By Catholic Relief Services on December 6, 2017

ICT4D Strategy

In a mobile-first and cloud-first world, where information comes in torrents and connectivity gets ever-closer to ubiquitous it can be tempting to assume that the technology landscape is evolving too rapidly to justify a multi-year ICT4D strategy.

This point was argued in The Exponential Organization claiming that the 5-year strategy is “an obsolete instrument” not only for technology but for organizations overall, suggesting strategic planning is at odds with agility.

With the rapid pace of technology change comes an ever-growing array of options, sector-specific tools, and innovative applications of ICT to development and aid challenges.  ICT4D practitioners can quickly get caught chasing the latest shiny object, traipsing from one project to the next implementing one-off solutions.

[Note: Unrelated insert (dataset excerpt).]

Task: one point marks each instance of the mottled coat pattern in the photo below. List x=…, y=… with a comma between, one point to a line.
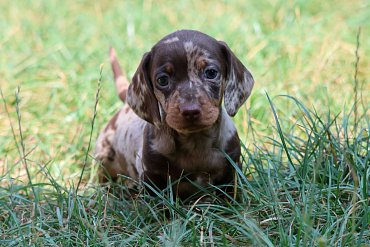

This is not agility, it is simply being reactive – a feat that becomes increasingly difficult as technology change accelerates.

A strategy provides a framework that helps bring order to the chaos of constant change.  With buy-in of senior leadership and lots of validation from field teams an ICT4D strategy focuses investments and helps set priorities.

Four practical steps to form an ICT4D strategy

  1. Prepare
    1. Assess landscape – what are the broad trends both within the relief and development sector and the technology industry at large (the SDG ICT Playbook provides a well-structured way to look at technology building blocks through a development lens)
    2. Identify key opportunities – what are the business drivers for the use of ICT in programs
    3. Carefully select collaborators – strategy cannot successfully be formed in isolation; at the risk of death by committee this is the time to bring together program and technology experts (ICT4D champions and skeptics alike)
  2. Scaffold
    1. Define what ICT4D means to the organization – establish common vocabulary as interpretations of ICT4D vary wildly
    2. State a vision and guiding principles – define an overall, transformative vision that aims high; set principles to serve as guardrails
    3. Establish the timeframe – what duration the ICT4D strategy will cover, when it will be updated next; ideally align this with the organization’s overall strategy period but consider working in what may be shorter increments (2-3 years)
    4. Draft themes – inventory potential themes among collaborators; research and dialogue about each; gradually refine the top few
    5. Recommend directions – within those themes, sketch out high level thinking around organizational changes, investments and focus
  3. Detail
    1. Develop results framework – technologists outside of the development sector do not typically speak in log frames but it is a model well known to program staff; use this framework to speak the same language; putting detail below general themes will yield a lot of discussion, plan ample time here
    2. Prioritize initiatives – there will be more good ideas than can be accommodated; while the vision should be ambitious, the initiatives should be a stretch but achievable; stick with core initiatives despite demand to add special-interest items
  4. Communicate
    1. Socialize – Take every opportunity to get the strategy in front of different audiences at all levels within the organization. Aggressively invite comments and iteratively refine the strategy.  Don’t be afraid to seek external input – remember there will always be far broader expertise outside your organization than within; don’t make the strategy proprietary
    2. Package – Once the strategy is fully baked, create simple ways to convey it such as infographics or video clips

Two key ingredients to an ICT4D strategy

Following these practical steps alone will set up a great story … to share at the next fail fest.  There are 2 more ingredients to success in the secret sauce:

  1. Sponsorship – A grassroots attempt to create an ICT4D strategy will not yield the level of buy-in, visibility and cohesiveness necessary to be transformative. Find executive sponsors to help champion this among the senior leadership team.  Review progress with sponsors and other senior leaders frequently; refine and refine again based on their input.
  2. Partnership – Arguably anything about ICT4D requires partnership between programs and IT. Forming a strategy must be a true partnership – an effort co-led by both.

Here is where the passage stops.